Jeder Mensch wird seine eigene Antwort suchen müssen. Sie kann nur in der Orientierung auf oberste Werte gefunden werden. Weil wir als einzelne nicht leben können, sondern vielmehr auf Gemeinschaft, auf Gesellschaft mit vielen anderen angewiesen sind, kann die Antwort nur im Bewußtsein jener Werte gegeben werden, auf denen Gemeinschaft beruht und auf die unser Staat gegründet ist.
Die befreiende Tat in Somalia entspringt den bewußt erlebten Grundwerten der Freiheit und der Solidarität. Es wurde hier ein Beispiel für die Bedeutung unserer Grundwerte gegeben. Es wurde Orientierung gegeben,. Es ist falsch, nur danach zu trachten, was ein einzelner oder eine Gruppe von der Gemeinschaft, von der Gesellschaft oder vom Staat empfangen oder sich verschaffen könnte. Es ist vielmehr notwendig, daß wir alle uns selbst fragen, was wir der Gemeinschaft zu geben haben und wie wir ihr dienen können.

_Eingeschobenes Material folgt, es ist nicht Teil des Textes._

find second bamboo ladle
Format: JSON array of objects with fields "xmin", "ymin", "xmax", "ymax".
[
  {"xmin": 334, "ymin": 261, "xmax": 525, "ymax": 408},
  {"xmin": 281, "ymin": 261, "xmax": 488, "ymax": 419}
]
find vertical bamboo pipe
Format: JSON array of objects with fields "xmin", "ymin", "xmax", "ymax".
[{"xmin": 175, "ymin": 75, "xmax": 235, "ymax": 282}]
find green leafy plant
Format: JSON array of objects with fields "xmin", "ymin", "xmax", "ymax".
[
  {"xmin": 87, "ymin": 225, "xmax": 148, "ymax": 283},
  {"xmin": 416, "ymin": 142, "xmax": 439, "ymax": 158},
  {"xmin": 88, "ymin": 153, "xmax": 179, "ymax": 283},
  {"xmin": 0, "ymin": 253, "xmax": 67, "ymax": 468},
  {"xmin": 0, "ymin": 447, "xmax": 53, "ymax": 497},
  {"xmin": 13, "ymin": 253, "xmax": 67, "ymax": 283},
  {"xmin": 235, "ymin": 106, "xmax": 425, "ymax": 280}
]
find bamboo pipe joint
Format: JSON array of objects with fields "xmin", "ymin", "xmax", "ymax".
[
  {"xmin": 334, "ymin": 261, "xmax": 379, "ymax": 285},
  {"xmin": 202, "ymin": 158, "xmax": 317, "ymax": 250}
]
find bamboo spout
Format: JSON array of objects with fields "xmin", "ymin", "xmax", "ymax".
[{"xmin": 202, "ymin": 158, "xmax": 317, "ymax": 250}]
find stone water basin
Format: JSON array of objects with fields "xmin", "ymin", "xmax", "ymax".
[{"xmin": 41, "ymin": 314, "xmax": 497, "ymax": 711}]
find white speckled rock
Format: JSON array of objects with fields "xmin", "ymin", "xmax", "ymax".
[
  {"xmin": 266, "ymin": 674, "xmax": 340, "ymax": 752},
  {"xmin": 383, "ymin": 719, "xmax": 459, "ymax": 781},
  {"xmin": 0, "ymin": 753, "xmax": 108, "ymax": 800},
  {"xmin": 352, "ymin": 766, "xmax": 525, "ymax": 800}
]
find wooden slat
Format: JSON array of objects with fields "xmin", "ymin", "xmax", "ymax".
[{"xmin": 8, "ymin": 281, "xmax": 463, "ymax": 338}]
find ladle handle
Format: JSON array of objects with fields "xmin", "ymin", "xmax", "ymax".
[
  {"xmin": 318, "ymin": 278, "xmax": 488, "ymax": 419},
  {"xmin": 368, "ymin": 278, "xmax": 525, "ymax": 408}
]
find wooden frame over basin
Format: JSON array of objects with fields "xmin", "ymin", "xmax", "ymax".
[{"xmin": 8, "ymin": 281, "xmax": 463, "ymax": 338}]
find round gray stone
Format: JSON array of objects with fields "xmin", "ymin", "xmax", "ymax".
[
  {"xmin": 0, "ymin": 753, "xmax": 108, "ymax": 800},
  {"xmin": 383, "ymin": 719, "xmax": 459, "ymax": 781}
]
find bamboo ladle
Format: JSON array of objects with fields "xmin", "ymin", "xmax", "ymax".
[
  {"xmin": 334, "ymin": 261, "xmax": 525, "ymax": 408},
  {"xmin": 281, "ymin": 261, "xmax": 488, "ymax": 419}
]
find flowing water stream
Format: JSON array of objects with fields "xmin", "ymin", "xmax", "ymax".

Im Mogadischu wurde zugleich ein Zeichen für die Zusammenarbeit unter den Völkern und Staaten der Welt und für die gemeinsame Überwindung der Geißel des internationalen, lebensverachtenden, gemeinschaftszerstörenden Terrorismus gesetzt.
Wir haben in den schweren Stunden, in denen wir die drückende Last der Entscheidungen trugen, nicht allein gestanden. Tief eingeprägt hat sich uns die Bereitschaft von Regierungen im Nahen Osten und auf dem afrikanischen Kontinent, sich gemeinsam mit uns um die Befreiung der Menschen aus ihrem Leiden zu bemühen. Der besondere Dank der Bundesregierung, unseres ganzen Volks und - ich bin sicher - aller Menschen auf der Welt, welche den Terrorismus ablehnen, gilt dem Staatspräsidenten von Somalia, Siad Barre, und seiner Regierung.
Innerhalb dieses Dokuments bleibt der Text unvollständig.